Book Image

Data Lake Development with Big Data

Book Image

Data Lake Development with Big Data

Overview of this book

A Data Lake is a highly scalable platform for storing huge volumes of multistructured data from disparate sources with centralized data management services. This book explores the potential of Data Lakes and explores architectural approaches to building data lakes that ingest, index, manage, and analyze massive amounts of data using batch and real-time processing frameworks. It guides you on how to go about building a Data Lake that is managed by Hadoop and accessed as required by other Big Data applications. This book will guide readers (using best practices) in developing Data Lake's capabilities. It will focus on architect data governance, security, data quality, data lineage tracking, metadata management, and semantic data tagging. By the end of this book, you will have a good understanding of building a Data Lake for Big Data.
Table of Contents (13 chapters)

Defining Data Lake


In the preceding sections, we had a quick overview of how the traditional systems evolved over time and understood their shortcomings with respect to the newer forms of data. In this section, let us discover what a Data Lake is and how it addresses the gaps masquerading as opportunities.

A Data Lake has flexible definitions. At its core, it is a data storage and processing repository in which all of the data in an organization can be placed so that every internal and external systems', partners', and collaborators' data flows into it and insights spring out.

The following list details out in a nutshell what a Data Lake is:

  • Data Lake is a huge repository that holds every kind of data in its raw format until it is needed by anyone in the organization to analyze.

  • Data Lake is not Hadoop. It uses different tools. Hadoop only implements a subset of functionalities.

  • Data Lake is not a database in the traditional sense of the word. A typical implementation of Data Lake uses various NoSQL and In-Memory databases that could co-exist with its relational counterparts.

  • A Data Lake cannot be implemented in isolation. It has to be implemented alongside a data warehouse as it complements various functionalities of a DW.

  • It stores large volumes of both unstructured and structured data. It also stores fast-moving streamed data from machine sensors and logs.

  • It advocates a Store-All approach to huge volumes of data.

  • It is optimized for data crunching with a high-latency batch mode and it is not geared for transaction processing.

  • It helps in creating data models that are flexible and could be revised without database redesign.

  • It can quickly perform data enrichment that helps in achieving data enhancement, augmentation, classification, and standardization of the data.

  • All of the data stored in the Data Lake can be utilized to get an all-inclusive view. This enables near-real-time, more precise predictive models that go beyond sampling and aid in generating multi-dimensional models too.

  • It is a data scientist's favorite hunting ground. He gets to access the data stored in its raw glory at its most granular level, so that he can perform any ad-hoc queries, and build an advanced model at any time—Iteratively. The classic data warehouse approach does not support this ability to condense the time between data intake and insight generation.
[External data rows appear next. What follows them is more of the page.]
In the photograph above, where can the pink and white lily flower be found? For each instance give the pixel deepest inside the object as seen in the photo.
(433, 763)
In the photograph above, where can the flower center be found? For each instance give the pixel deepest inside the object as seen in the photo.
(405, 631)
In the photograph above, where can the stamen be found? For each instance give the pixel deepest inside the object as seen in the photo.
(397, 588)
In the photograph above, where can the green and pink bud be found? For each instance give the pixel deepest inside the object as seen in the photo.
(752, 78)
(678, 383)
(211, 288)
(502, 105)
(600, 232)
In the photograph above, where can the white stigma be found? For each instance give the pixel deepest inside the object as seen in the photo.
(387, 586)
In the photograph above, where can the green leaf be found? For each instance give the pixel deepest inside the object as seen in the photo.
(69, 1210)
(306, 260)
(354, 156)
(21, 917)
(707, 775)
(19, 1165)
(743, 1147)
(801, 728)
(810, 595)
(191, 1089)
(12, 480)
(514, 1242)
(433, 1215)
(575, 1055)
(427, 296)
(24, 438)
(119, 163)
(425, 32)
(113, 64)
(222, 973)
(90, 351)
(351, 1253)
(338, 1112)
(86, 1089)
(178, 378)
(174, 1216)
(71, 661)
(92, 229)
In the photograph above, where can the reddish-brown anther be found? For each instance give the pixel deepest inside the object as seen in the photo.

  • It enables to model the data, not only in the traditional relational way, but the real value from the data can emanate from modeling it in the following ways:

    • As a graph to find the interactions between elements; for example, Neo4J

    • As a document store to cluster similar text; for example, MongoDB

    • As a columnar store for fast updates and search; for example, HBase

    • As a key-value store for lightning the fast search; for example, Riak

A key attribute of a Data Lake is that data is not classified when it is stored. As a result, the data preparation, cleansing, and transformation tasks are eliminated; these tasks generally take a lion's share of time in a Data Warehouse. Storing data in its rawest form enables us to find answers from the data for which we do not know the questions yet; whereas a traditional data warehouse is optimized for answering questions that we already know—thus preparation of the data is a mandatory step here.

This reliance on raw data makes it easy for the business to consume just what it wants from the lake and refine it for the purpose. Crucially, in the Data Lake, the raw data makes multiple perspectives possible on the same source so that everyone can get their own viewpoints on the data, in a manner that enables their local business's success.

This flexibility of storing all data in a single Big Data repository and creating multiple viewpoints require that the Data Lake implements controls for corporate data consistency. To achieve this, targeted information governance policies are enforced. Using Master Data Management (MDM), Research Data Management (RDM), and other security controls, corporate collaboration and access controls are implemented.